$\omega=\{0,1,2,...\}$
We define g-density for a set A like this:
$$d(A)= \limsup_{n\to\infty} \dfrac{|A\cap \{1,2,...,n\}|}{g(n)}$$
When $g: \omega \to [0,\infty) $ with $\lim\limits_{n \to \infty} g(n)= \infty$ and $\lim\limits_{n \to \infty} \frac{n}{g(n)}\neq 0 $.
Let $A:= \{n_0<n_1<...\} \subset \omega $ is infinite.
Since $\lim\limits_{n \to \infty} g(n)= \infty$ then we can choose a subsequence$\{n_{i_k}\}_{k \in \omega}$ of $A$ such that $g(n_{i_k})\ge 2^k$ for every $k \in \omega$ .

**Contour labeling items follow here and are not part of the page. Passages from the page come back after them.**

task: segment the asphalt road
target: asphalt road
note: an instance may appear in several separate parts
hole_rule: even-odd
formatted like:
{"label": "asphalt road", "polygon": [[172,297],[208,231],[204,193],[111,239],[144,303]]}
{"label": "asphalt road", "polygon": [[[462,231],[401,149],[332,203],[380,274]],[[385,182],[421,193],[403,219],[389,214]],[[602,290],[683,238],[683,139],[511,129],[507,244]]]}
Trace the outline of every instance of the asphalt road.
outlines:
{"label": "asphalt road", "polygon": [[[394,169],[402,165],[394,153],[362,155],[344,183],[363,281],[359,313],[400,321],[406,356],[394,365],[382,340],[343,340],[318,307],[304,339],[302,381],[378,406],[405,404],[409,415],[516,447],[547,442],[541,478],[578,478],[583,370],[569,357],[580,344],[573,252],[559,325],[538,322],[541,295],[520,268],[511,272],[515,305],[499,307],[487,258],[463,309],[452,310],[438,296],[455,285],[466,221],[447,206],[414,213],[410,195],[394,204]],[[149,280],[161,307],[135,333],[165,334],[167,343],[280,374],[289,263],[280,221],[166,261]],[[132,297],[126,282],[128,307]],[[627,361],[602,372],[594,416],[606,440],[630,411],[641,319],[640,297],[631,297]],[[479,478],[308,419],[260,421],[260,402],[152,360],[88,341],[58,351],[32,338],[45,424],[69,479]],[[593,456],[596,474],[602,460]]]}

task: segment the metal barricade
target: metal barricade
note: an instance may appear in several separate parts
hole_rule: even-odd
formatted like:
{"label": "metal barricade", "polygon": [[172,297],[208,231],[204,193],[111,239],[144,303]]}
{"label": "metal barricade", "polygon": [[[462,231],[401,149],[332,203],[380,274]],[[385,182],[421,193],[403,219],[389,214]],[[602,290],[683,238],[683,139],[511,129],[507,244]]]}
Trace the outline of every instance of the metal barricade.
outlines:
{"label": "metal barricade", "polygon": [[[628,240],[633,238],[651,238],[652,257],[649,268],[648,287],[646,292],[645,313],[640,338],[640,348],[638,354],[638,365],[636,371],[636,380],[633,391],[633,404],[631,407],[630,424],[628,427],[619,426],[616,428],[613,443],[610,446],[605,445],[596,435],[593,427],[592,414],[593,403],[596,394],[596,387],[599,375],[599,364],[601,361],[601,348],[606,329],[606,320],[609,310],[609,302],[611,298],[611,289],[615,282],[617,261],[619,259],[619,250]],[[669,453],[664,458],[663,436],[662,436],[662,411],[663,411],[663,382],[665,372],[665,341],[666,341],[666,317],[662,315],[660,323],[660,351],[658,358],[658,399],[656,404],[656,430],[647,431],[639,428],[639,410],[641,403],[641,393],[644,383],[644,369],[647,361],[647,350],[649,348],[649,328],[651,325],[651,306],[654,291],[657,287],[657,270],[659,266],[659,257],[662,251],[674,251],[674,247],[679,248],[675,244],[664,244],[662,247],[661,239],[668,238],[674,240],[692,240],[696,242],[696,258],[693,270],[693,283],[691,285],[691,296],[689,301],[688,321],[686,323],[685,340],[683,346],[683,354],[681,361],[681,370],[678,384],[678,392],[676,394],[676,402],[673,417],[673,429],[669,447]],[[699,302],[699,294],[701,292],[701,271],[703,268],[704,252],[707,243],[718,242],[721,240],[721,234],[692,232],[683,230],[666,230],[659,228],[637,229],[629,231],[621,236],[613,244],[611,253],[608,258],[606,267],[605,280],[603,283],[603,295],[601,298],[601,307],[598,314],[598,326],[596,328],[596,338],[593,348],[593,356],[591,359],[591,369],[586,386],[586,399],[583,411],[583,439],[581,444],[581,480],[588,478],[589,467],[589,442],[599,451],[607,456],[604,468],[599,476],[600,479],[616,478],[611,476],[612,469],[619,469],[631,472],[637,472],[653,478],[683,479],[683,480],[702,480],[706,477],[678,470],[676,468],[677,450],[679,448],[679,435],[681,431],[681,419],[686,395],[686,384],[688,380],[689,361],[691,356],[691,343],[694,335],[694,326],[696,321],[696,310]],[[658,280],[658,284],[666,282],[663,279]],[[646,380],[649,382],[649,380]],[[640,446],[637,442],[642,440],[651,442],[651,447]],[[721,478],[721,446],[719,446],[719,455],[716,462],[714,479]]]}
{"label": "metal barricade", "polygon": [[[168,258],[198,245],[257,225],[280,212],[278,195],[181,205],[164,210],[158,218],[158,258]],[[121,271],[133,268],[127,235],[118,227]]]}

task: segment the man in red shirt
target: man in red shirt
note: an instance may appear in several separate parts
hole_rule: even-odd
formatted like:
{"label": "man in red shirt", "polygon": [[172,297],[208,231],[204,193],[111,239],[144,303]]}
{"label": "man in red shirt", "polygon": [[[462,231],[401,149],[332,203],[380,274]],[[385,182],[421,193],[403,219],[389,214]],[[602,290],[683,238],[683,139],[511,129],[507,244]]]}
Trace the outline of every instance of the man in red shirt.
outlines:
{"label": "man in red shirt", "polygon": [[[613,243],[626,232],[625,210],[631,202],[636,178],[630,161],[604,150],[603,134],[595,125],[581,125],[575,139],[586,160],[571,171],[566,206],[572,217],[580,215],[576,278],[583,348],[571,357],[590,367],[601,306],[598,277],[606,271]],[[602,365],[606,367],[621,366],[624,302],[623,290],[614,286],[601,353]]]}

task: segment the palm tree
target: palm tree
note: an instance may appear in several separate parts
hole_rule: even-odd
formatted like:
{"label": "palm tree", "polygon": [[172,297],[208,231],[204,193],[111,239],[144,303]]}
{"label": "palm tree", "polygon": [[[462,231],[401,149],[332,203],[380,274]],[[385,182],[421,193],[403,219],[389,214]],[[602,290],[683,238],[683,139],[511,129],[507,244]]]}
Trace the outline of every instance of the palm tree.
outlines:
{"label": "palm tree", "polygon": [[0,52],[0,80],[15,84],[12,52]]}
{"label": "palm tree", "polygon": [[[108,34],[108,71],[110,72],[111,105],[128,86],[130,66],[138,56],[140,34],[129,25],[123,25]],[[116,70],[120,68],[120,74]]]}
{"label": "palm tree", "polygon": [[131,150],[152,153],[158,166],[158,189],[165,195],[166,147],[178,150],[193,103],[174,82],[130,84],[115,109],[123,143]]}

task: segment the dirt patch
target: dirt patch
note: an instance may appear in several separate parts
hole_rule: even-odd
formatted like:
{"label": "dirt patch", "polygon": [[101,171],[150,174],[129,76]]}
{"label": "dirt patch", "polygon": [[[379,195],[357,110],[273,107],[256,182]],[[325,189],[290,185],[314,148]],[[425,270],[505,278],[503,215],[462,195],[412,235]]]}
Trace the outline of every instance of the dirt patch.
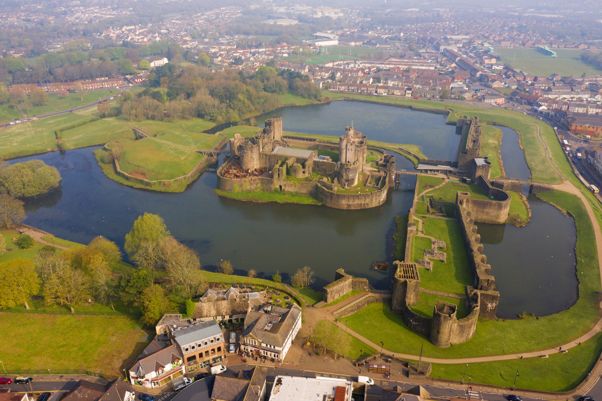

Let $$B := \{n_{i_k} : k \in \omega \} $$
I need to prove that $d(B)=0$
I tried to prove like this:For any $n\in \omega$ we have:$$ |B\cap \{1,2,...,n\}|= \left\{ \begin{array}{lr} 0 & \mbox{,if } n < n_{i_1} \\ k & \mbox{, if } n_{i_k} \le n< n_{i_{k+1}} \end{array}\right. $$So
$0 \le \lim\limits_{n\to\infty} \dfrac{|B\cap \{1,2,...,n\}|}{g(n)}=\lim\limits_{n\to\infty} \dfrac{|B\cap \{1,2,...,n_{i_k}\}|}{g(n_{i_k})} =\lim\limits_{n\to\infty} \dfrac{k}{g(n_{i_k})} \le \lim\limits_{n\to\infty} \dfrac{k}{2^k} =0 $
$\Rightarrow d(B)=0$
Is this true ? I am not sure if I really can write $g(n_{i_k})$ instead $g(n)$ in limits above. Is that true? If it isn't how can prove that density is zero?